Carmines, Al 1936–2005

(Alvin Allison Carmines, Jr.)

OBITUARY NOTICE—See index for CA sketch: Born July 25, 1936, in Hampton, VA; died August 9, 2005, in New York, NY. Minister, composer, actor, singer, and author. A revolutionary creator of off-off-Broadway productions, the award-winning Carmines cofounded the Judson Poets' Theater in association with the Judson Memorial Church in New York City, where he was pastor. His boyhood love of music, singing, and dancing was combined with his Protestant faith. Although his talents earned him scholarship offers to several colleges, he decided to enter the ministry instead. After studying philosophy and English at Swarthmore College, where he earned a B.A. in 1958, he completed a B.D. at Union Theological Seminary in 1961. Two years later, he graduated with an S.T.M. from the seminary. Ordained a Baptist minister in 1960, he was hired in 1961 to be Howard Moody's assistant minister at Judson Memorial. It was Moody who asked Carmines, along with playwright and architect Robert Nichols, to start a theater in association with the church.
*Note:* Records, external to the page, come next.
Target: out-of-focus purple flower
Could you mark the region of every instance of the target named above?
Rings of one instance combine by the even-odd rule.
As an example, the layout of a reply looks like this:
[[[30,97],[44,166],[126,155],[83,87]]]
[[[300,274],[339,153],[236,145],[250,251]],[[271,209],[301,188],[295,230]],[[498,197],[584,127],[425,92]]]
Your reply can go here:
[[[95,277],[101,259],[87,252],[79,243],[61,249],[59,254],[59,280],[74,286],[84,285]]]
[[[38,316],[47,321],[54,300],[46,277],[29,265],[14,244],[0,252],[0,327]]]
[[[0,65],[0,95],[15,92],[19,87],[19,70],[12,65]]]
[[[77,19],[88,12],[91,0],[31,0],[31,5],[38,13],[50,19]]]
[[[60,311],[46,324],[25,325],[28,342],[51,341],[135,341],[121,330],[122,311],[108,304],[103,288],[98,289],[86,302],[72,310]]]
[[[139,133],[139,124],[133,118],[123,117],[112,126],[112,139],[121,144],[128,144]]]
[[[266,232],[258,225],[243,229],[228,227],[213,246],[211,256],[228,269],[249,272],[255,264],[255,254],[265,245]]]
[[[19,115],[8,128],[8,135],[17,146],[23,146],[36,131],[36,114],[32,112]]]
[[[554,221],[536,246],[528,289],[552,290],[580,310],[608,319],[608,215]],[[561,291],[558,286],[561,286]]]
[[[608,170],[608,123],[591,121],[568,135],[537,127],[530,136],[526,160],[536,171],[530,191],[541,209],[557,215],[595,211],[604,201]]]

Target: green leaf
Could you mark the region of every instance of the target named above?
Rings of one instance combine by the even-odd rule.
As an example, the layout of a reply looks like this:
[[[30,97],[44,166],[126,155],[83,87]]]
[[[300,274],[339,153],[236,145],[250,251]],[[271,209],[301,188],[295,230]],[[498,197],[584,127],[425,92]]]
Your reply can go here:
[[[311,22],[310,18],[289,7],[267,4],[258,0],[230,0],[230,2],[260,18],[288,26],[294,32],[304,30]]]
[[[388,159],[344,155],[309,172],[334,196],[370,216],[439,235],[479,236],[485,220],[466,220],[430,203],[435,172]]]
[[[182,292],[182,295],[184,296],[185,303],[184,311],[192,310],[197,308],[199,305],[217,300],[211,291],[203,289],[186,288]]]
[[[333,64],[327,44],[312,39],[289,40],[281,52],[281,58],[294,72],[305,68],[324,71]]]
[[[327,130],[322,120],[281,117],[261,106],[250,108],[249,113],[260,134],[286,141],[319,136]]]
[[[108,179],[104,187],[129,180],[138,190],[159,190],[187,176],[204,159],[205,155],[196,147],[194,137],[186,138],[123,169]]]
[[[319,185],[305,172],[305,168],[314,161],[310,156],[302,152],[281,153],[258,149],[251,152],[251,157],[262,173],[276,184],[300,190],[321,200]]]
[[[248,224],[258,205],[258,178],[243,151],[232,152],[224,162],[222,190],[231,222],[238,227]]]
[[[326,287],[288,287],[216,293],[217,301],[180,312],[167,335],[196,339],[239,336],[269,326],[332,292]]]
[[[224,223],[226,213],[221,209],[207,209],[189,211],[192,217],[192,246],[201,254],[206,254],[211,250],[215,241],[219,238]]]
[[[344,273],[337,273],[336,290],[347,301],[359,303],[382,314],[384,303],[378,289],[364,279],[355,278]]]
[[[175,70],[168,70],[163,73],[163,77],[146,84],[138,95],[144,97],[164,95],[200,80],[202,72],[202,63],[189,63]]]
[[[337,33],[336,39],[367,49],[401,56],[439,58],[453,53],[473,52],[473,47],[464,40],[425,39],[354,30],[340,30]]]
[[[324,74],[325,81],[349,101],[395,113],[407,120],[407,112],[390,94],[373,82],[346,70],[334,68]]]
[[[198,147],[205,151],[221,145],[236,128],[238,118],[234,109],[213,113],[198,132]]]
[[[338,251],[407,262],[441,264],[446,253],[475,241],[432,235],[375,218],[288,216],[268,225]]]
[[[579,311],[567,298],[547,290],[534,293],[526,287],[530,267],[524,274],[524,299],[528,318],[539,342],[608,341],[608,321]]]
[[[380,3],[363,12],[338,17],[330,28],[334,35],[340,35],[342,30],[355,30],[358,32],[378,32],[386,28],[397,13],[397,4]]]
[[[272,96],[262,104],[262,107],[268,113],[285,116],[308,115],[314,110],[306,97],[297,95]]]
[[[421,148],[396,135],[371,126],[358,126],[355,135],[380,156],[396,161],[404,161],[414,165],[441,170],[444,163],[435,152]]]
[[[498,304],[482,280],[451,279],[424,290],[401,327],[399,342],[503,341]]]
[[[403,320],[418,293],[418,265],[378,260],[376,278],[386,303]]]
Despite the affiliation, the two were allowed to write and produce plays without religious themes and messages. The Judson Poets' Theater became an influential fringe venue, creating daring, unconventional plays that shunned realism, experimented with musical form, and embraced what was then called "polymorphous perversity." Over the years, Carmines wrote about eighty musicals, ten of which were also performed off-Broadway. Carmines eventually became pastor at Judson, but had to leave his post in 1981 after suffering a brain aneurysm. He slowly recovered and then founded the Rauschenbusch Memorial Church in 1982. Among Carmines's plays are his Village Voice Off-Broadway ("Obie") Award-winning What Happened (1963), Home Movies (1964), and In Circles (1967); he also won an Obie award in 1979 for sustained achievement. Carmines, whose love of the works of Gertrude Stein resulted in five plays featuring Stein as a character, also wrote the controversial play The Faggot (1973), which earned him a Vernon Rice award for outstanding composer from Drama Desk.



New York Times, August 13, 2005, p. A25.